The Supreme Court ruled that the petitioners title was issued pursuant to the purported
Deed of Absolute Sale of Portion of Land dated December 7, 1989. Second, WILFREDO did not
see any encumbrance at the back of the title of the subject lot when he purchased it from
LORETO on December 7, 1989. Thus, since he is not bound to go beyond the certificate of title,
he has acquired the subject property in due course and in good faith.
We disagree.
Art. 1544. If the same thing should have been sold to different vendees, the ownership
shall be transferred to the person who may have first taken possession thereof in good
faith, if it should be movable property.
Should it be immovable property, the ownership shall belong to the person acquiring
it who in good faith recorded it in the Registry of Property.
Should there be no inscription, the ownership shall pertain to the person who in good
faith was first in the possession; and, in the absence thereof, to the person who presents
the oldest title, provided there is good faith.
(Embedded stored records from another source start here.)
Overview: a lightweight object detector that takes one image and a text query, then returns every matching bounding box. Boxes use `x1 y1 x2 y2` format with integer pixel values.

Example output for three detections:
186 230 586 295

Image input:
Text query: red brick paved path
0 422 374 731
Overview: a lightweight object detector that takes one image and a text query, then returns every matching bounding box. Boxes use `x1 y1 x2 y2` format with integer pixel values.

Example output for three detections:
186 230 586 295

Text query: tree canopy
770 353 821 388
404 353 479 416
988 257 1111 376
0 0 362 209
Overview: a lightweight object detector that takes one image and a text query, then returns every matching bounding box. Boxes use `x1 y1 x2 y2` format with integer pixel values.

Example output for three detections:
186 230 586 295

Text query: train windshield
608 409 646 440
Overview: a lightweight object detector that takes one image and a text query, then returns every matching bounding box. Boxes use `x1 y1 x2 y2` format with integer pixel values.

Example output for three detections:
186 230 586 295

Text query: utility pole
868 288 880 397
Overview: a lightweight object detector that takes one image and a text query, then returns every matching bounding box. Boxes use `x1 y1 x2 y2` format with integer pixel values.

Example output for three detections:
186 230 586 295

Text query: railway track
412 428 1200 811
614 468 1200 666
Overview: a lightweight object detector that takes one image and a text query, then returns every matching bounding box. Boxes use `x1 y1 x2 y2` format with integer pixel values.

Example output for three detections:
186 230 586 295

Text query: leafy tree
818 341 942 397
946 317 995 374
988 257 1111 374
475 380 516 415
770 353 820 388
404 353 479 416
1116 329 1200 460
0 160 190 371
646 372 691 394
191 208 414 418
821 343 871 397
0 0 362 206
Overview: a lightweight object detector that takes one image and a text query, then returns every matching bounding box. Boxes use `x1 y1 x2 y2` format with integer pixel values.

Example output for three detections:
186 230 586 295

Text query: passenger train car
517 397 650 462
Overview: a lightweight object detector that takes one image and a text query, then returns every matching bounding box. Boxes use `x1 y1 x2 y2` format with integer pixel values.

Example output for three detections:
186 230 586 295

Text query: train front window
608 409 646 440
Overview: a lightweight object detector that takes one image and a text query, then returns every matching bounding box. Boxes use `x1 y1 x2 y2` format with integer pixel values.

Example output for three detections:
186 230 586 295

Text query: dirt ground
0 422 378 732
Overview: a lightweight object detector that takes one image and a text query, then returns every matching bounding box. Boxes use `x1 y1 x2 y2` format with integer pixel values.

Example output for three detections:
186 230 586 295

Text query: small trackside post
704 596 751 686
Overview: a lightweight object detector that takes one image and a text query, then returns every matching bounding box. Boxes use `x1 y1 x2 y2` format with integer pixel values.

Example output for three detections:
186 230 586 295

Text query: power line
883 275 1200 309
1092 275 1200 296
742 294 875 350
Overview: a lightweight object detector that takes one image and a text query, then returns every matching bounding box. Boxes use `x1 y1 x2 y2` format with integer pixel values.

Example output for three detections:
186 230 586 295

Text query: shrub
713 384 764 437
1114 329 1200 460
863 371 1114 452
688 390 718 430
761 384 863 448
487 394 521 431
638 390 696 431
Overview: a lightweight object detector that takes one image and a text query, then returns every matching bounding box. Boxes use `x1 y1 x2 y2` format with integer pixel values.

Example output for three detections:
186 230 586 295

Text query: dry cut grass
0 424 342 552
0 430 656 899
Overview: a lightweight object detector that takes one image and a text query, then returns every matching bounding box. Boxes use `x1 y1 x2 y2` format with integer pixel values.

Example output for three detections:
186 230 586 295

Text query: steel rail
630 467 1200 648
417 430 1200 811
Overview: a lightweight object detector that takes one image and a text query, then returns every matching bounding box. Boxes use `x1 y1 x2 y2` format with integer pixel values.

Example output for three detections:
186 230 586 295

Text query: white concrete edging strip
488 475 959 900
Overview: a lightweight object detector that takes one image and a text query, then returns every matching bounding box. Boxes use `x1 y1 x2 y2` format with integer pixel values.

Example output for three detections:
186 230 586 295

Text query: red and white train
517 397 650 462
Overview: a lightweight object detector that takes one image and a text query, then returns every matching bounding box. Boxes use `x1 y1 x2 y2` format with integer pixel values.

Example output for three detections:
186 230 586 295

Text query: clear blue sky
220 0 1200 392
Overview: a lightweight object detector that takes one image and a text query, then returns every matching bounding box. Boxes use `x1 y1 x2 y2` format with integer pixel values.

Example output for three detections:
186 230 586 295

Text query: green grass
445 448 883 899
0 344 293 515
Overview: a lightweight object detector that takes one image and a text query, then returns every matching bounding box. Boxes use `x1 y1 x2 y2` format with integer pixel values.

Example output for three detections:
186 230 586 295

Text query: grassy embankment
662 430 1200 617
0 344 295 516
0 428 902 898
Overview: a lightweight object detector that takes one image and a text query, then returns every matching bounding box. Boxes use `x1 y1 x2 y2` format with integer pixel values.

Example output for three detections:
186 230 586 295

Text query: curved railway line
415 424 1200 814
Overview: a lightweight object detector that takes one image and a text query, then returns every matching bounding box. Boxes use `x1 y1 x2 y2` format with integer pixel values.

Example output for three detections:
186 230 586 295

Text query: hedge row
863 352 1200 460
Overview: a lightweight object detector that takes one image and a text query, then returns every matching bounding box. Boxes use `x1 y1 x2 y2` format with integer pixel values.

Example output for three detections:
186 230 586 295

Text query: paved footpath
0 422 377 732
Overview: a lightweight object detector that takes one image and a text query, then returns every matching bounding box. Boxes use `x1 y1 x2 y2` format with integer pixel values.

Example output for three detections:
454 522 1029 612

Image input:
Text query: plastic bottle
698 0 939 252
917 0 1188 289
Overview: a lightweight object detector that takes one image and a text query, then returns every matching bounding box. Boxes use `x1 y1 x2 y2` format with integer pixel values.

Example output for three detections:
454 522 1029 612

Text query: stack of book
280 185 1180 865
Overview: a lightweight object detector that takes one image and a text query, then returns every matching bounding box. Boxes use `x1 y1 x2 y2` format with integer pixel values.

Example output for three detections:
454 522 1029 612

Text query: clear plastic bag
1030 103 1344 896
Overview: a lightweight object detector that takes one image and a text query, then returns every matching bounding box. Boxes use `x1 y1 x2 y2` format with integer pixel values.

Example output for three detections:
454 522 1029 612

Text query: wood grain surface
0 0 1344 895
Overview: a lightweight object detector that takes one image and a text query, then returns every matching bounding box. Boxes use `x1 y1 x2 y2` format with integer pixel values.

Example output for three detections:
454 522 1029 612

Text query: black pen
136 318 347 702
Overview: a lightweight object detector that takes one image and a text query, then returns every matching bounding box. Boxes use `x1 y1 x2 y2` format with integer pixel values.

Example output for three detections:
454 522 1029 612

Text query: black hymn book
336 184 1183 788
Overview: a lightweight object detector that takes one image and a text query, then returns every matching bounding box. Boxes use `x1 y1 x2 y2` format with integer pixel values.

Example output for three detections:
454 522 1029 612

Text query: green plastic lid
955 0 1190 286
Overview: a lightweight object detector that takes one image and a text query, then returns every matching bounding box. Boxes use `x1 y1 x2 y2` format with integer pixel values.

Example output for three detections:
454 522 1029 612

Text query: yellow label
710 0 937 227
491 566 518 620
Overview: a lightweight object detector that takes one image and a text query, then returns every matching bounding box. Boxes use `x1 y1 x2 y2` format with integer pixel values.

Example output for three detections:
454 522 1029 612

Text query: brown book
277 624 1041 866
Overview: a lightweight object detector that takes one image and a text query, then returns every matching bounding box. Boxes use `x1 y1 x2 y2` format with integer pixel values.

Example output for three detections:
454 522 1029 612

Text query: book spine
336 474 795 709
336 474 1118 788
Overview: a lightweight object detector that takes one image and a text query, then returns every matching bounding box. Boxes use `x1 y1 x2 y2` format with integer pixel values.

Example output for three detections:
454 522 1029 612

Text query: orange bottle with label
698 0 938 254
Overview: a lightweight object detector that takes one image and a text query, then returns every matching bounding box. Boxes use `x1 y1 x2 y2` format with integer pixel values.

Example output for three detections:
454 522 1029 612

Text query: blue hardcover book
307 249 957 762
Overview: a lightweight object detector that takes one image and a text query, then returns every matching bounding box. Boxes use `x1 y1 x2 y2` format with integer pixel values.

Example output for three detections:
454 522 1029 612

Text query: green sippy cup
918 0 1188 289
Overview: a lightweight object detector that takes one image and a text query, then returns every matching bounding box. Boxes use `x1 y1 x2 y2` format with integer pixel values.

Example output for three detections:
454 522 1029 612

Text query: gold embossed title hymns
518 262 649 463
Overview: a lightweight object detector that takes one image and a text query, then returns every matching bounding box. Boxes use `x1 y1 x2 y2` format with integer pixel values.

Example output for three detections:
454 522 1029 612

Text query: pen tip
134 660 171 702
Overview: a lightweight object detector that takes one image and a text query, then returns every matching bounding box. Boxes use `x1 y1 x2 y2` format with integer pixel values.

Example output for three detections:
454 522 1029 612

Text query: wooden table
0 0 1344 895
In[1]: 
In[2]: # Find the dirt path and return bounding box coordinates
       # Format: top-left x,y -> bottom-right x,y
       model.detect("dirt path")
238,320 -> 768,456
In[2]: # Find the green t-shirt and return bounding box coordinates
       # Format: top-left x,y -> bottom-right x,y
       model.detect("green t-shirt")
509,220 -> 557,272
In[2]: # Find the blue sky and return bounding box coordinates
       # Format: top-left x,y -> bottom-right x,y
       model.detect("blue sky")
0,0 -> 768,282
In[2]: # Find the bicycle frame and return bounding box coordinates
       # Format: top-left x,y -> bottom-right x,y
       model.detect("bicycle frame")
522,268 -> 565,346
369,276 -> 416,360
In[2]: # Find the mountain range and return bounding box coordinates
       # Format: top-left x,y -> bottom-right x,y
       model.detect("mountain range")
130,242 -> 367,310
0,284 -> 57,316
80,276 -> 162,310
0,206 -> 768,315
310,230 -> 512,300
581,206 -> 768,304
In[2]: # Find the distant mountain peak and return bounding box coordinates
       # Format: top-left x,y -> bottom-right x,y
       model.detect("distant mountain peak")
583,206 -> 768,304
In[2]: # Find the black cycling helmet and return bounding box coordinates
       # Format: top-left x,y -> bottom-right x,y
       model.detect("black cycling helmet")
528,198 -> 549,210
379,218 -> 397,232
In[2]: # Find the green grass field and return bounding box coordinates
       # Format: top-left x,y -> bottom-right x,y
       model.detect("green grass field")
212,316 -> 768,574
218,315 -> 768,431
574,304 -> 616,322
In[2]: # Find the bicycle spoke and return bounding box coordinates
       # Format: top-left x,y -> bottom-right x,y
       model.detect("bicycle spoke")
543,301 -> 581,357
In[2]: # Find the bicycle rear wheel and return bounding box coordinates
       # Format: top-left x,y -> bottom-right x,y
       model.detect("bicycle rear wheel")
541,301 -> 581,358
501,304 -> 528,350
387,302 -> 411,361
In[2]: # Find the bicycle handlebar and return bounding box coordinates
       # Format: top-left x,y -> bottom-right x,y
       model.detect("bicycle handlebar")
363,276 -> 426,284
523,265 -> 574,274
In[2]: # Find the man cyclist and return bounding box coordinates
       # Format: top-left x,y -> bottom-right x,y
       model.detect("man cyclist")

Petitioners reliance on Article 1544 is misplaced. While title to the property was issued in
WILFREDOs name on February 15, 1990, the following circumstances show that he registered
the subject parcel with evident bad faith.
Co-ownership is the right of common dominion which two or more persons have in a
spiritual part of a thing, not materially or physically divided. Before the partition of the property
held in common, no individual or co-owner can claim title to any definite portion thereof. All that
the co-owner has is an ideal or abstract quota or proportionate share in the entire property.
LORETO sold some 1,604 square meters of Lot No. 1253 to GABINO, JR. Consequently, when LORETO
purportedly sold to WILFREDO on December 7, 1989 the same portion of the lot, he was no longer the
owner of Lot No. 1253- B. Based on the principle that no one can give what he does not have,26
LORETO could not have validly sold to WILFREDO on December 7, 1989 what he no longer had. As
correctly pointed out by the appellate court, the sale made by LORETO in favor of WILFREDO is void as
LORETO did not have the right to transfer the ownership of the subject property at the time of sale.